Oh I definitely understand that the vast majority of touch screens are utter trash! But that's not to say that all are.
Understanding what lane I need to be in, and what the traffic conditions are up ahead around the bend; these things add to situational awareness that makes driving safer. But I'm just not going to use a shit GPS that I need to program an address by spinning a scroll wheel and individually selecting letters.
If you had a large touchscreen in your car, you wouldn't have to look down at a tiny phone screen to see these things. They would be in your peripheral vision and easily checked without losing track of the road.
Now I regularly move to the right and slow down long before approaching a traffic jam on the highway, versus the typical hard-brake when the traffic comes into view.

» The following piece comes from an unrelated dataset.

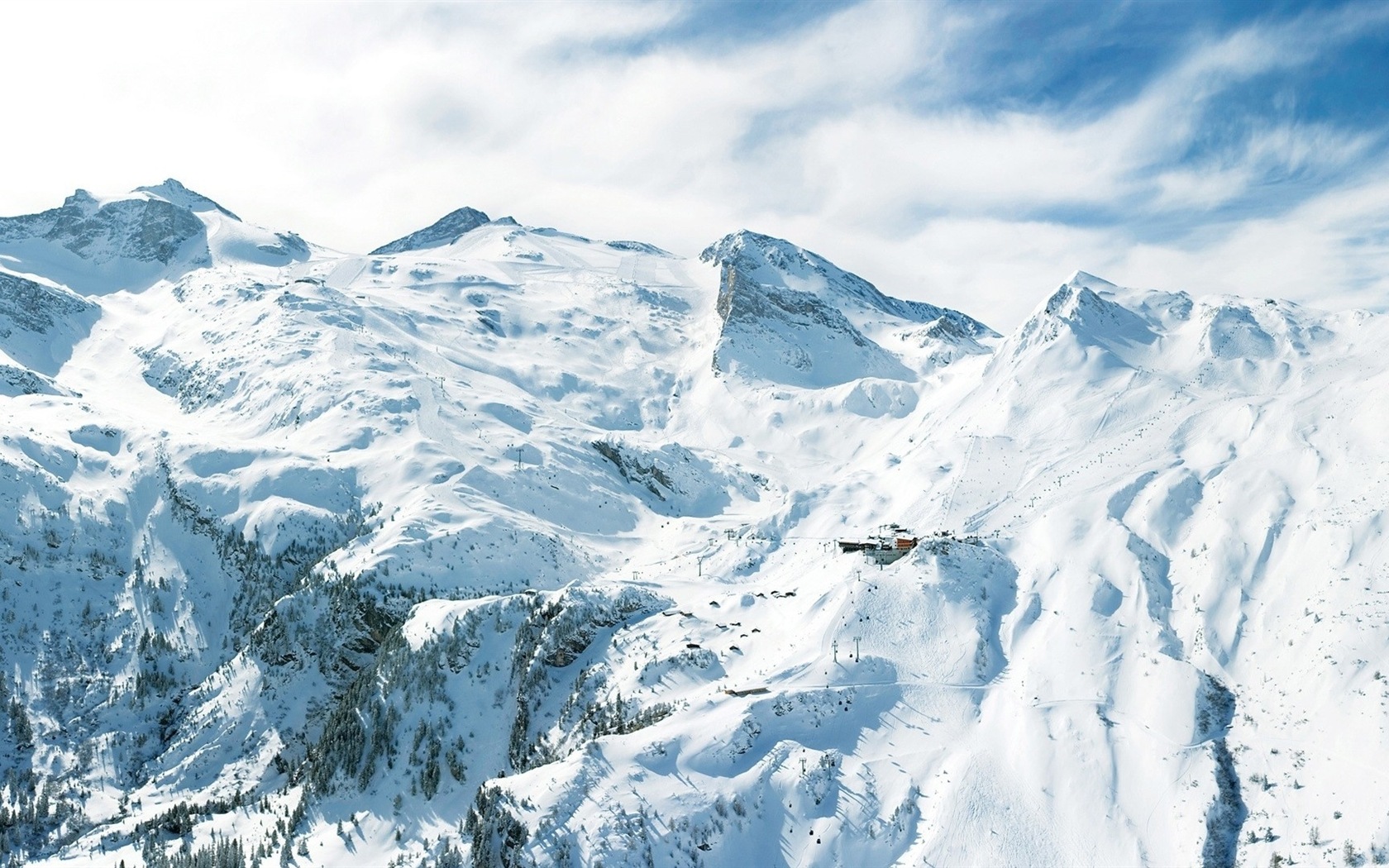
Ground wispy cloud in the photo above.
[0,2,1389,327]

At an unfamiliar complex intersection (greater than 4-way), sometimes you can't figure out where the GPS wants you to go. A quick pinch-zoom before the light turns can give you the visual queue you need to avoid having to make a last minute decision as you enter the intersection. That's totally possible on the TM3 because it's instant, smooth, and fluid (and it's really great at automatically zooming back out to the right level as you start driving again).

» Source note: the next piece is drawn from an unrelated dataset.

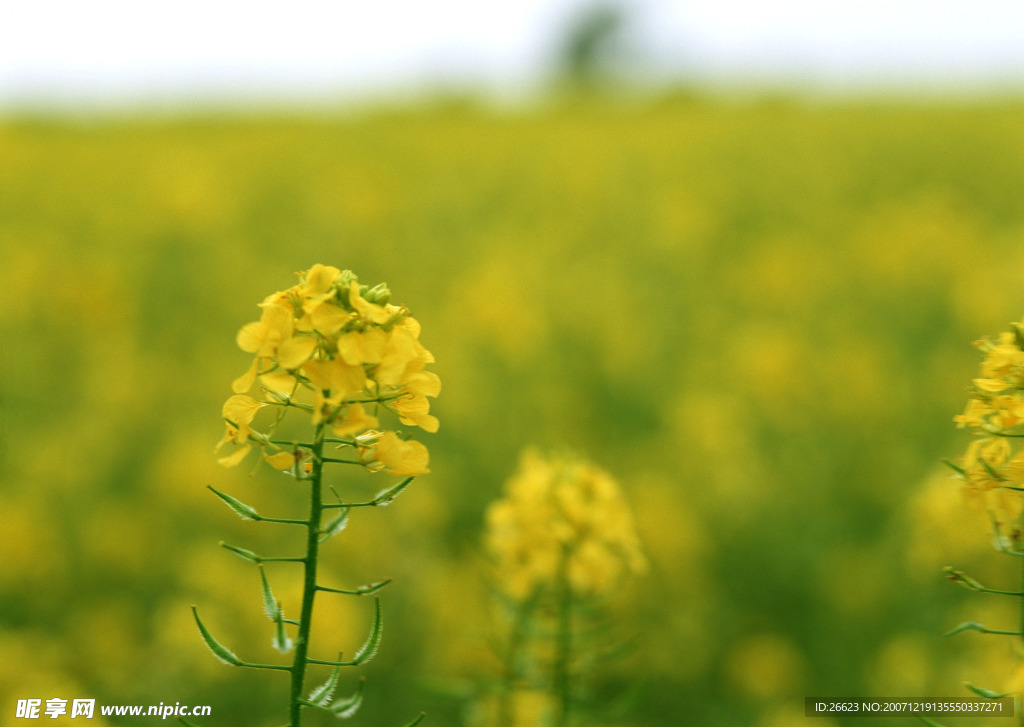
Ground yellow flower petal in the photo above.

And to give another anecdote, today on my drive home navigation was set to take me 'Home' (by the way that's two taps on the screen, and takes less than 1 second to activate as soon as you sit down in the car). I was on the highway in stop-and-go traffic with AutoPilot. My wife called and asks me to pickup takeout. I know it's too early to order, and traffic is terrible. I need to know how long to wait to order, so I tap the steering wheel control and use voice control to change the destination. Because it's internet connected, I can just speak the restaurant name and the town. It tells me the traffic-aware arrival ETA so I know when to place the order, and adjusts the route (taking an earlier exit). Unfortunately there's no single tap on screen to make the call - POIs don't have the phone numbers listed (yet)!
So I find that there are plenty of perfectly appropriate reasons to adjust navigation while driving, I just think very few people have experienced how a proper large touch-screen implementation can supplement and enhance your situational awareness and allow you to complete tasks safely and efficiently while underway. The is strictly better than the real-world alternative which is for people to try to complete these tasks using a phone-in-hand while they are also attempting to drive.
>At an unfamiliar complex intersection (greater than 4-way), sometimes you can't figure out where the GPS wants you to go. A quick pinch-zoom before the light turns can give you the visual queue you need to avoid having to make a last minute decision as you enter the intersection.
Seems like a usability problem. Google Maps displays what lanes go in what directions so you don't have to zoom in on the map and will speak it to you so you don't even have to look at your phone/Android Auto/etc.
It does show an icon representation of the intersection and which lane to be in. I just prefer zooming in, sometimes Boston intersections are quite complex.
You can tap on the bubble in the search results to display information about the place and it will have a call button there. Don't remember if it still has that bubble once you start navigating.
It is also supposed to give you POI info including the phone and working hours if you tap on any POI bubble on the screen, but it doesn't work for some reason.
> Sometimes that means interacting with the navigation interface while under way, whether it’s due to updating a route, checking for traffic, zooming in and out.
You shouldn't be fiddling with the navigation system while driving - you should do that while you're still in park. Even when I look down at my phone to see what lane I need to be in for a second, it's amazing how much distance passes when going at highway speeds. Unless you are using autopilot, it's dangerous to mess around with the map, and it's not that hard to pull over to do it, either.